Juge d’instruction, un oxymore ? Enquêter et juger, n’est-ce pas un peu être juge et partie ? Cette spécificité du droit français n’existe d’ailleurs pas dans la common law, le système juridique anglo-saxon où le magistrat cantonné à son rôle d’arbitre ne se mêle pas d’investigation. Certes, une affaire comme Outreau où des innocents furent jetés en prison pour viol d’enfants peut révéler les limites de cette procédure inquisitoire où l’instruction est à charge et censément aussi à décharge.
Ainsi le juge instructeur a-t-il fait l’objet de toutes les avanies. Un certain Nicolas Sarkozy proposa même qu’on supprimât tout bonnement cette fonction. Il faut dire que, entre l’ancien président de la République et les magistrats dans leur ensemble, les relations n’ont pas toujours été au beau fixe : le premier avait taxé les seconds d’être des "petits pois" uniformes et bien-pensants. Marc Trévidic, star du pôle antiterroriste du tribunal de grande instance de Paris, avait répondu au chef de l’Etat d’alors en le traitant de "récidiviste" du dénigrement de la justice. Le médiatique juge d’instruction en remet une couche : en guise de réplique à qui souhaiterait la fin de sa profession, il signe un essai sous forme de conte satirique, Qui a peur du Petit Méchant Juge ?. Plutôt qu’un plaidoyer pro domo, l’auteur de Terroristes : les 7 piliers de la déraison (Lattès, 2013) livre une réflexion sur la difficulté du métier.
Descendant du lieutenant-criminel créé par François Ier et de ses différents avatars de l’Ancien Régime jusqu’à la Ve République, le juge d’instruction est issu d’un système judiciaire à la botte du pouvoir. Le Petit Méchant Juge alias "PMJ" a dans son ADN un tropisme servile : il cire les bottes du "Patron" et fait briller le parquet (le ministère public qui saisit le juge d’instruction).

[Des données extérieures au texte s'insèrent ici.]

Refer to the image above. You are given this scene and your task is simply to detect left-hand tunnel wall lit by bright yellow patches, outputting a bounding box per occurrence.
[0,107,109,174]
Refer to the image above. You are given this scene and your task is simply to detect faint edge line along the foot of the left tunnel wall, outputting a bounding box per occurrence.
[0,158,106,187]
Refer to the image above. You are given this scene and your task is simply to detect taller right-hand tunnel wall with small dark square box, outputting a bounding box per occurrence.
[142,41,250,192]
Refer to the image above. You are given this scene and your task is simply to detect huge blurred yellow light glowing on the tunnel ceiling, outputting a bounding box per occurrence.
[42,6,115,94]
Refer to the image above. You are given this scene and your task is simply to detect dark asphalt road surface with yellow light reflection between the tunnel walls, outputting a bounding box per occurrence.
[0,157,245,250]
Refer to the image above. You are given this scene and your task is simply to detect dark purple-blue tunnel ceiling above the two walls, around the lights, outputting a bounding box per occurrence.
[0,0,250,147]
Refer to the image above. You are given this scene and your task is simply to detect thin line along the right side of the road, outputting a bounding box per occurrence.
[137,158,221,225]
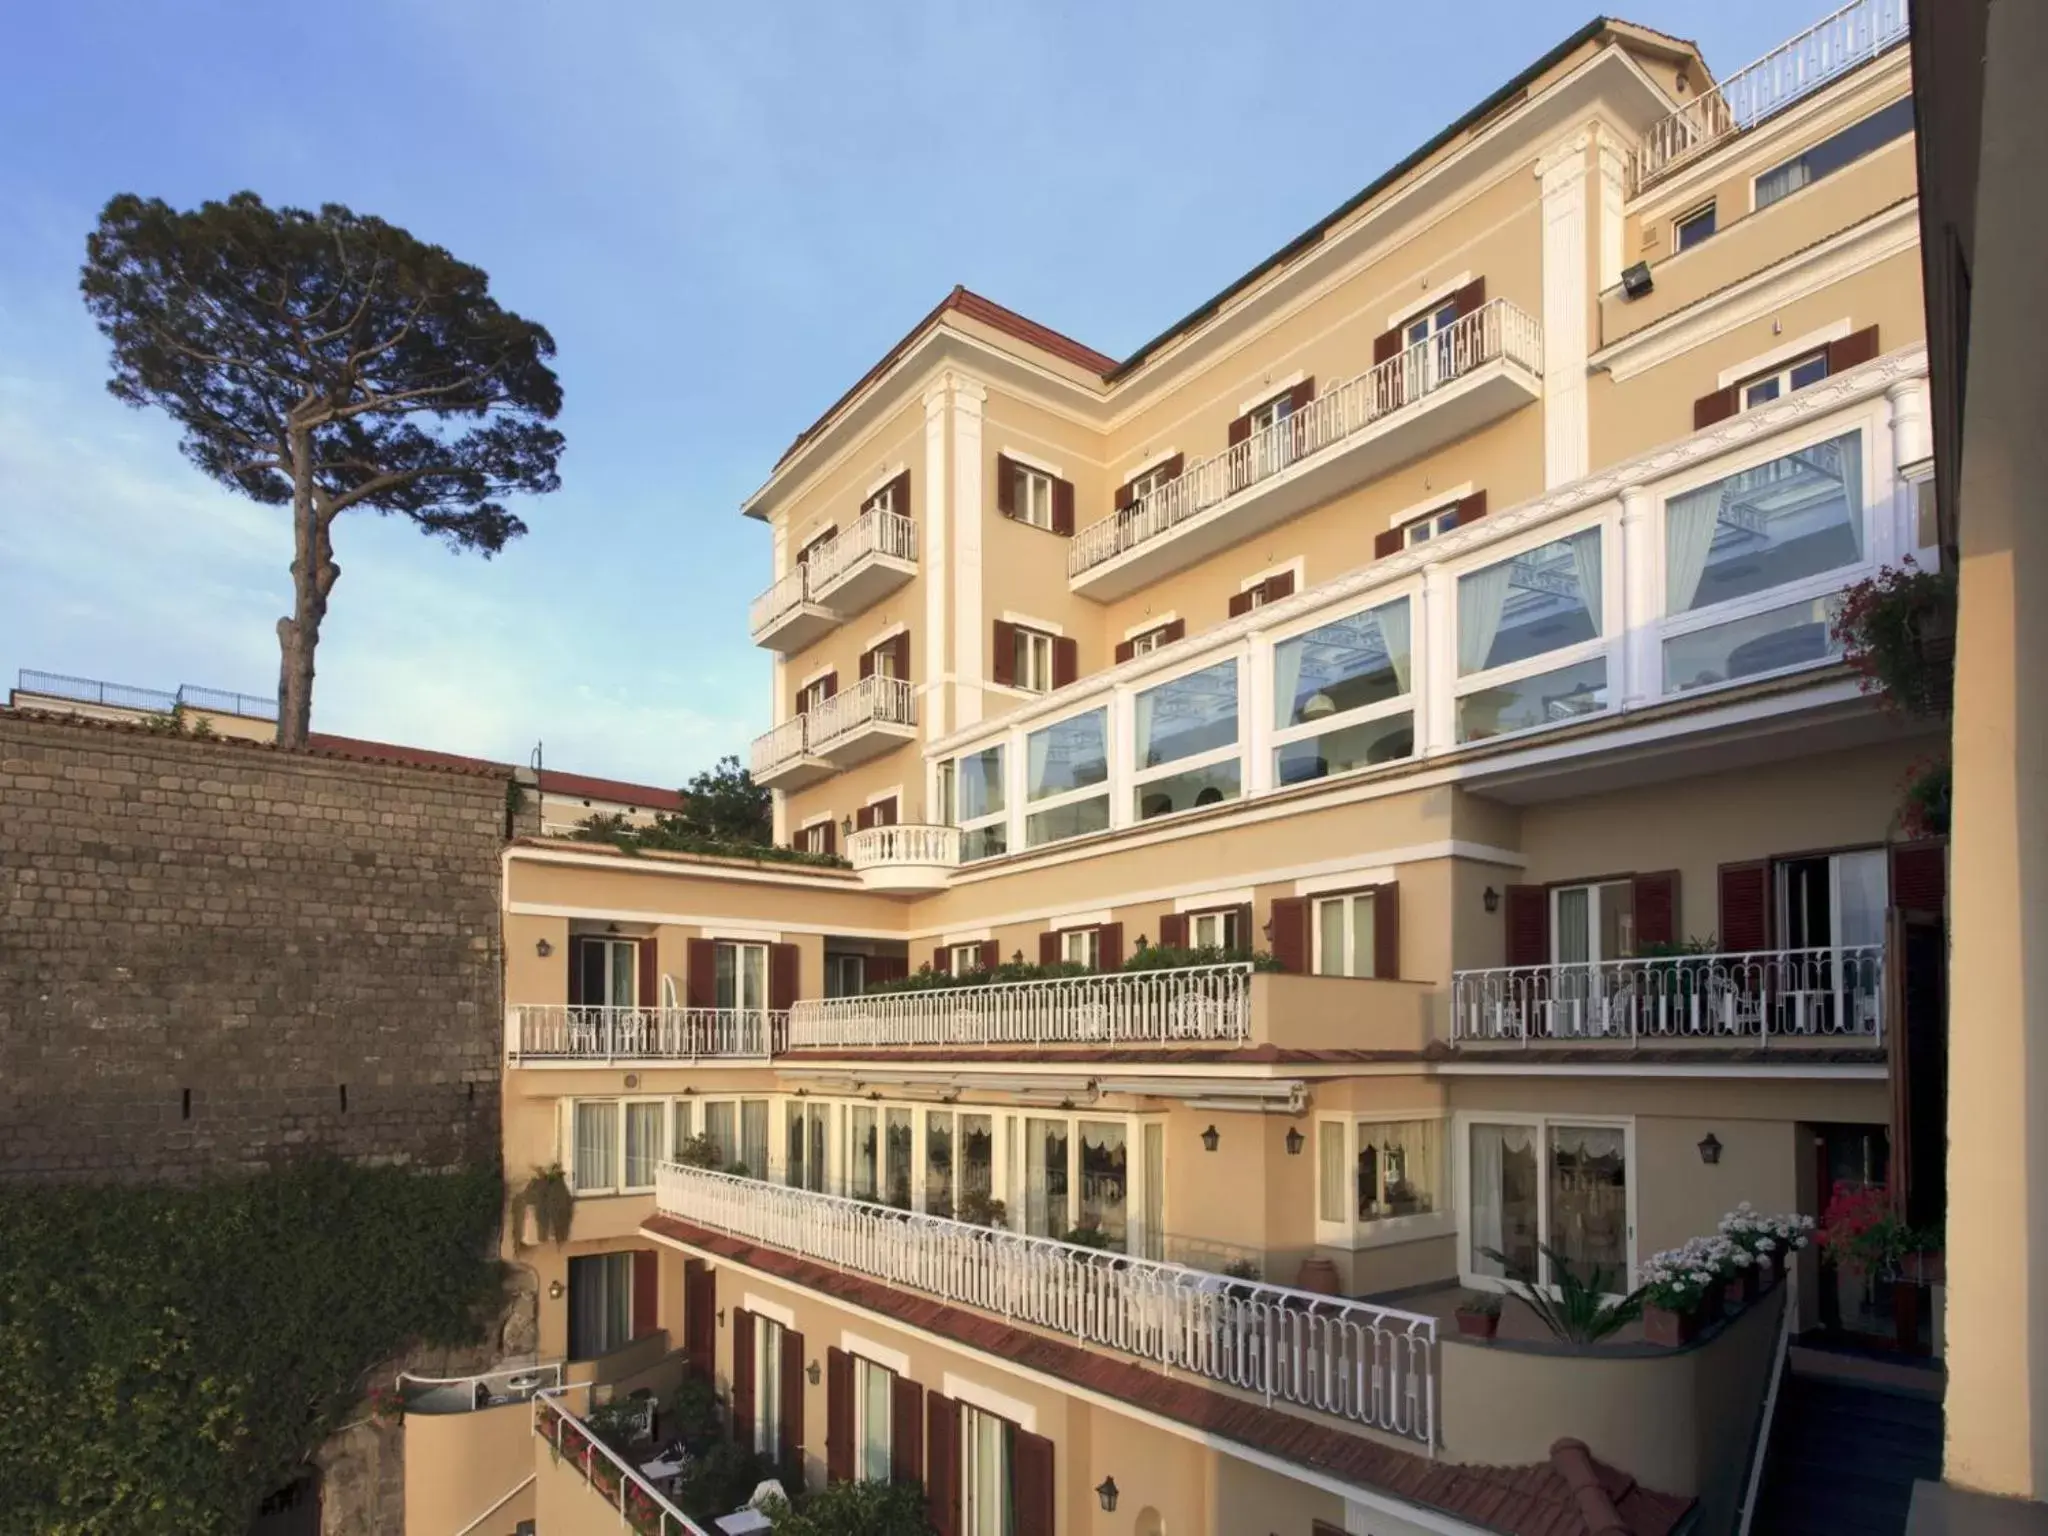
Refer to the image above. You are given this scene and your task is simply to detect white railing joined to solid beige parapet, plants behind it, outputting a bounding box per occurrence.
[788,965,1251,1049]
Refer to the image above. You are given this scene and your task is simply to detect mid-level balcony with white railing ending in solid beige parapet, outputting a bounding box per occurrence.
[788,965,1430,1057]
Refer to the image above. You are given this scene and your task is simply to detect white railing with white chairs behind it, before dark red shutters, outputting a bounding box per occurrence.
[1450,944,1884,1047]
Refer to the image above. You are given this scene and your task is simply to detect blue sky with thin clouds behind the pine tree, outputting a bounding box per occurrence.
[0,0,1825,784]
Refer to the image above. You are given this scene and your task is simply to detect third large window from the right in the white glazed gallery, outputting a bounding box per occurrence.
[1274,598,1415,784]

Aujourd’hui que la présomption d’innocence a été réaffirmée, la tâche n’est pas plus simple, PMJ se retrouve tiraillé entre Créon et Antigone : raison d’Etat, "le Château", et un vague esprit de justice qui l’anime encore. Janus horribilis ! Il est complètement schizo. Trévidic couche dès les premières pages son protagoniste sur le divan du psy. Cet essai-roman à clés alterne entre les séances chez le docteur Bleuler et les conversations avec le Patron afin de dessiner la topographie d’un système qui ne cherche qu’à se pérenniser. Une France hiérarchisée où certains habitent le château de pierre et d’autres celui de brique ou de paille, comme ces "Petits Cochons" (le peuple) qu’un autre président a pu traiter de "veaux" mais qui sont au final les dindons de la farce. S. J. R.